Hyundai/Kia Motors have developed the world’s first AI-based partial autonomous driving technology of its kind. Named SCC-ML, the technology allows partial autonomous driving tailored to the driver’s on-road tendencies.

Cruise control is now a commonplace driver assitance feature. The early cruise control systems allowed the driver to set the vehicle speed and maintain it without action. Unless the driver were to manually adjust the speed, however, the systems had no capability to increase or decrease speed by itself.

But cruise control has since developed from a mere convenience feature to one that contributes to driver safety as well: the cutting-edge ADAS (Advanced Driver Assistance System) known as SCC, or Smart Cruise Control. At the core of its capability is the ability to not only set speeds but also to adjust the distance between vehicles by itself. At the moment, the technology is used as a core feature in the Level-2 partial autonomous driving technology.

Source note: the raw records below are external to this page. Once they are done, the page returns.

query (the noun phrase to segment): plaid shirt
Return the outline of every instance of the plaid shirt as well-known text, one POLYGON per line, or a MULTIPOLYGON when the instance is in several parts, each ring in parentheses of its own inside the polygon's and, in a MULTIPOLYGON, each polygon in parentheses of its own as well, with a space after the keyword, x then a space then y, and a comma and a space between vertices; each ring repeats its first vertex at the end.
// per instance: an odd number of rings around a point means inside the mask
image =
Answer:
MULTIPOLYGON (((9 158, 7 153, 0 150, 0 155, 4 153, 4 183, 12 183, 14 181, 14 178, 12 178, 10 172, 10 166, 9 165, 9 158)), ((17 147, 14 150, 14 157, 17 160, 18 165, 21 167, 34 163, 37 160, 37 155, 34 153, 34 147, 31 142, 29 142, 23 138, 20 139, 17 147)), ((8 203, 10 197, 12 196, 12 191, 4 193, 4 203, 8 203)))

SCC is yet again evolving now, though, by incorporating the capacity of artificial intelligence. SCC-ML (Smart Cruise Control-Machine Learning) is the product of such evolution. SCC-ML uses AI technology to grasp the on-road tendencies of the driver and offers driver-tailored smart cruise control. The cutting-edge technology will be applied to select Hyundai and Kia models. We interviewed the creators of the SCC-ML at Hyundai and Kia Autonomous Driving Commercial Development Team.

Countless Countries, Diverse Driving Conditions

The researchers who developed and commercialized SCC-ML, Manager Kim Si-Joon (left) and Senior Researcher Seo Hae-Jin (right) of the Autonomous Driving Commercial Development Team

Q. Could we start with a brief explanation on SCC-ML?

Senior Researcher Seo Hae-Jin (hereafter Seo): The existing SCC simply used the default setting for distance between vehicles or rate of acceleration, or had the driver manually set the desired levels. Even when the driver had that manual ability, though, there were only a few levels that the driver could use. For example, there were only four possible settings for distance between vehicles. As a result, it was difficult to accommodate various drivers’ preferred driving tendencies, so many drivers found SCC-assisted driving awkward. At worst, the discomfort was so great that some drivers simply disabled the system altogether. SCC-ML is the solution to this problem: by using machine learning to approximate the drivers’ preferred on-road tendencies, we provide the SCC experience that does not deviate too much from that of regular driving.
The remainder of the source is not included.